Vaccine Associated Sarcoma
Vaccinating your cat is an important and critical component in ensuring a long and healthy life for the feline. Unfortunately in rare cases, vaccination can lead to the formation of a soft tissue growth, referred to as Vaccine Associated Sarcoma. While the appearance of such tumors remains relatively uncommon, certain vaccines such as the rabies vaccine and FeLV vaccine tend to increase the frequency of such occurrences. Appropriate and timely vaccination along with proper maintenance and care of the vaccination site are key elements in minimizing the chances of tumor development and growth.
Vaccine associated sarcomas are easily recognizable by the untrained eye as they tend to appear superficially underneath the skin and can be felt as soft and tender lumps. Such tumors tend to cause very little or no pain and discomfort, but their characteristic finger like projections can be fatal as they allow the tumor to spread to surrounding tissues and limbs. If left untreated, these tumors can eventually metastasize in distant organs and eventually prove to be life threatening.
As with any other tumor, biopsy is the veterinarian’s most effective tool in assessing and diagnosing your cat. Further evaluation of the sarcoma can include a comprehensive blood work, CT and MRI exam and even chest X-ray to clinically evaluate any advancement of the growth into the lungs.
Upon recognition and diagnosis, surgery is usually elected as the first mode of treatment in removing the tumors. Early recognition of the sarcoma is a critical factor in limiting the aggressive nature of the surgery, as advancement of the tumor into limbs can result in amputation in extreme cases. Thorough and complete removal of the tumor is essential in eradication of the sarcoma and exponentially reduces the chances of regrowth.

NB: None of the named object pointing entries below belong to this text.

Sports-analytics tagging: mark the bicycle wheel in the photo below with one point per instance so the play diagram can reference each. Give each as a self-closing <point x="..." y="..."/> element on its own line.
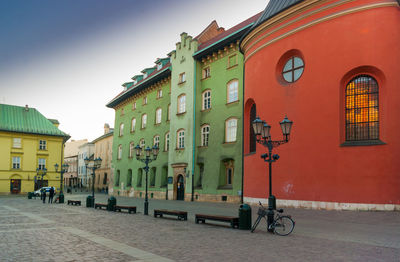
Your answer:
<point x="283" y="226"/>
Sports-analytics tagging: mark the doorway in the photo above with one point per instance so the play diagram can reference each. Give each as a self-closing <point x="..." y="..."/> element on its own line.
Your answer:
<point x="180" y="192"/>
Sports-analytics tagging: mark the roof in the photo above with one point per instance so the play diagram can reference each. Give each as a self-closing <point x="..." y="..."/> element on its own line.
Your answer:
<point x="273" y="8"/>
<point x="226" y="37"/>
<point x="27" y="120"/>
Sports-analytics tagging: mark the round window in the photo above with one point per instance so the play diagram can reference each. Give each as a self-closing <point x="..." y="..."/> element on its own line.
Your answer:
<point x="293" y="69"/>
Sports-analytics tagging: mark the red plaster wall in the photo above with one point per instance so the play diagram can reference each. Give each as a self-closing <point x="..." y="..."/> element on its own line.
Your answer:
<point x="313" y="166"/>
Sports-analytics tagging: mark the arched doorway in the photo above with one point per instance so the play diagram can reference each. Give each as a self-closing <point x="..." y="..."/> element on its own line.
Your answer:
<point x="180" y="191"/>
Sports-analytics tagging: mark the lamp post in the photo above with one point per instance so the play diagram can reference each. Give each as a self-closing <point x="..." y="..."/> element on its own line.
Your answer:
<point x="146" y="160"/>
<point x="263" y="136"/>
<point x="94" y="164"/>
<point x="64" y="168"/>
<point x="41" y="172"/>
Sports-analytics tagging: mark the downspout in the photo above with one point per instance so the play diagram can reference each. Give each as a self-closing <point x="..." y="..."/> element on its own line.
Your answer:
<point x="194" y="126"/>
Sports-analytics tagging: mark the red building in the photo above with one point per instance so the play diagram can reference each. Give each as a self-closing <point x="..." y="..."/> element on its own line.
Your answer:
<point x="333" y="68"/>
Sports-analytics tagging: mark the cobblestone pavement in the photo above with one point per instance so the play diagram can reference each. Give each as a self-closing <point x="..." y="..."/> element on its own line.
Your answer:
<point x="33" y="231"/>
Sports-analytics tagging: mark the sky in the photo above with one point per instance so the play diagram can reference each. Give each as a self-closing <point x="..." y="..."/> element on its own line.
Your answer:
<point x="69" y="58"/>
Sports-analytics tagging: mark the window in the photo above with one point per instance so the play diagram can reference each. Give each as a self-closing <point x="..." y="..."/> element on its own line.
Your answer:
<point x="180" y="139"/>
<point x="16" y="162"/>
<point x="133" y="125"/>
<point x="121" y="129"/>
<point x="205" y="132"/>
<point x="131" y="149"/>
<point x="206" y="72"/>
<point x="293" y="69"/>
<point x="158" y="115"/>
<point x="119" y="152"/>
<point x="156" y="141"/>
<point x="42" y="163"/>
<point x="206" y="100"/>
<point x="232" y="60"/>
<point x="181" y="104"/>
<point x="230" y="130"/>
<point x="182" y="78"/>
<point x="233" y="91"/>
<point x="17" y="143"/>
<point x="42" y="144"/>
<point x="166" y="145"/>
<point x="362" y="108"/>
<point x="144" y="120"/>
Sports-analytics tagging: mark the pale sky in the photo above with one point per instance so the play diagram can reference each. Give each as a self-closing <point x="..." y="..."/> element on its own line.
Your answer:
<point x="68" y="59"/>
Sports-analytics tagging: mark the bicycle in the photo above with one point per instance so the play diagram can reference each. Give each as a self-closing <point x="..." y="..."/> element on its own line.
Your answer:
<point x="282" y="225"/>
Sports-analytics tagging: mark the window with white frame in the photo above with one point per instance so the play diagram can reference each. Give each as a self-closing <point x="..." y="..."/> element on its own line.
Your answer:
<point x="166" y="145"/>
<point x="205" y="132"/>
<point x="158" y="115"/>
<point x="206" y="100"/>
<point x="17" y="143"/>
<point x="230" y="130"/>
<point x="144" y="120"/>
<point x="133" y="125"/>
<point x="233" y="91"/>
<point x="181" y="104"/>
<point x="16" y="161"/>
<point x="156" y="141"/>
<point x="119" y="152"/>
<point x="181" y="139"/>
<point x="42" y="163"/>
<point x="121" y="129"/>
<point x="42" y="144"/>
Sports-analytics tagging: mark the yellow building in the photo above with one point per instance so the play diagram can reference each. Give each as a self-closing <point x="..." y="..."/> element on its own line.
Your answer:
<point x="30" y="146"/>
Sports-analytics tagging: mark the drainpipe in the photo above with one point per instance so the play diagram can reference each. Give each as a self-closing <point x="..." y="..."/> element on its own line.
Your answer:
<point x="194" y="126"/>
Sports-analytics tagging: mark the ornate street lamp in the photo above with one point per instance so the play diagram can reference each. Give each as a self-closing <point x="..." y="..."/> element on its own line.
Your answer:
<point x="64" y="169"/>
<point x="93" y="164"/>
<point x="147" y="159"/>
<point x="263" y="136"/>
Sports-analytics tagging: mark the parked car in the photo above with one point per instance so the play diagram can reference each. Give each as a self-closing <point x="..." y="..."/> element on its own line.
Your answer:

In more advanced cases of vaccine associated sarcoma, injection radiation and chemotherapy may be used as tools to complement the surgery and reduce the chances of any reoccurrence. The unilateral cooperation of the surgical team and the oncologists is essential in making sure that sarcoma cells are removed properly and completely, thus eliminating future complications and ensuing a long and healthy life for your cat.